Pour les dirigeants russes et ukrainiens, il s'agit d'un moment décisif de leurs présidences respectives.
Pour Vladimir Poutine, un dirigeant autoritaire et souvent inflexible, qui a l'habitude de s'appuyer sur son cercle restreint et sur les services de sécurité en particulier, cette évolution représente un énorme défi. Il est de plus en plus difficile de dissimuler l'ampleur des pertes militaires russes. Avec des dizaines de milliers de Russes déplacés, il est également difficile de maintenir l'image que le Kremlin contrôle la situation et qu'il ne s'agit pas d'une guerre à grande échelle.

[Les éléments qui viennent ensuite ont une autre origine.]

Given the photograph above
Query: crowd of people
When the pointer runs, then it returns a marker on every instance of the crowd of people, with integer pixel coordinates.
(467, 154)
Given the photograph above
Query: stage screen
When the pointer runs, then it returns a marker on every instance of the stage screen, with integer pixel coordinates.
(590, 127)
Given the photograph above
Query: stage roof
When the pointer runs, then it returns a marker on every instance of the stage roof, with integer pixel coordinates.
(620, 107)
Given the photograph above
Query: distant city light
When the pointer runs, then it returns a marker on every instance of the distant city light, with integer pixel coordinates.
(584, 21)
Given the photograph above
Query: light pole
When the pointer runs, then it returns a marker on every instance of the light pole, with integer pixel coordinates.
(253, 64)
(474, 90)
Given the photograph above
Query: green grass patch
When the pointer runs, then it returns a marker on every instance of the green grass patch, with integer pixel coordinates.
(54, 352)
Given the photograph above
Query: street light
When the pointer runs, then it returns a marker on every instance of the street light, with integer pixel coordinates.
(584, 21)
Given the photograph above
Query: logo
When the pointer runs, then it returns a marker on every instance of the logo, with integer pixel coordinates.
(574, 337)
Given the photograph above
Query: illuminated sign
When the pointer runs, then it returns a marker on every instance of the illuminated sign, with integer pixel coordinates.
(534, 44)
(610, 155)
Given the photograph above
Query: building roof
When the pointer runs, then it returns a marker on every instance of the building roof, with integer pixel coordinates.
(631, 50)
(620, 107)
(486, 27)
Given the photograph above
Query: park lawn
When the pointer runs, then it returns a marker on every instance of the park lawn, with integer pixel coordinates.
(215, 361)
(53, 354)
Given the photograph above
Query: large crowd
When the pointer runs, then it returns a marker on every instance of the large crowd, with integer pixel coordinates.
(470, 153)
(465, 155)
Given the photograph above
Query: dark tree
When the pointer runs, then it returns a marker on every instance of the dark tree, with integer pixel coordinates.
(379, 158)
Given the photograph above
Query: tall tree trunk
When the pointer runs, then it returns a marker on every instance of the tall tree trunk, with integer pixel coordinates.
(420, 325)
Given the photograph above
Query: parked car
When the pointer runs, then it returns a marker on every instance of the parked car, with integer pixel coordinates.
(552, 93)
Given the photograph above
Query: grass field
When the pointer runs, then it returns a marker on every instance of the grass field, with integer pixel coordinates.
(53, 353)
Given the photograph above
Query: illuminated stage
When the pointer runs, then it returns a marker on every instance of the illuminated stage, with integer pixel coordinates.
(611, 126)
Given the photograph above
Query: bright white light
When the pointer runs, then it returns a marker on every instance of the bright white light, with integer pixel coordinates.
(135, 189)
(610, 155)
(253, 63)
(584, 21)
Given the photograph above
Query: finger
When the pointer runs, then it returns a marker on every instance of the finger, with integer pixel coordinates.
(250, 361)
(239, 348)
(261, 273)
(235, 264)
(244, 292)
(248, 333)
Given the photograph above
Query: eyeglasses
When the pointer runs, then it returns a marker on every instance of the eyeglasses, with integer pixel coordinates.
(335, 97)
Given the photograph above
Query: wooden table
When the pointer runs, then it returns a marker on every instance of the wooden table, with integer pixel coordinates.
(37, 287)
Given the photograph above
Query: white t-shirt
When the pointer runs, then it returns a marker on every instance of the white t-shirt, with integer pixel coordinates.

Comme le dit Mark Galeotti, « à chaque fois, la machine de propagande du Kremlin est de plus en plus grinçante ».
« Nous avons vu cela dans les guerres passées, de la guerre soviétique en Afghanistan aux guerres russes en Tchétchénie : le Kremlin est capable de maintenir un certain récit, mais après un certain temps, le monde réel s'immisce de plus en plus.
Pour Volodymyr Zelensky, cette incursion en Russie pourrait s'avérer tout aussi délicate, mais pour des raisons différentes.
L'analyste Emil Kastehelmi estime que le meilleur résultat pour l'Ukraine serait que la Russie détourne « d'importantes ressources des endroits les plus critiques pour récupérer chaque kilomètre carré [du territoire russe], malgré les pertes ».
Bien que cela remonte le moral des Ukrainiens à court terme, il pourrait en résulter des pertes territoriales encore plus importantes à l'est, dans les zones de la ligne de front où les combats restent intenses et où certains blogueurs militaires russes saluent des avancées, bien qu'elles ne soient pas confirmées pour l'instant.
Selon le professeur Galeotti, l'impasse dans laquelle se trouve actuellement la guerre nécessitait un remaniement pour faire avancer les choses. Bien que ce remaniement soit en cours, son résultat n'est pas encore clair.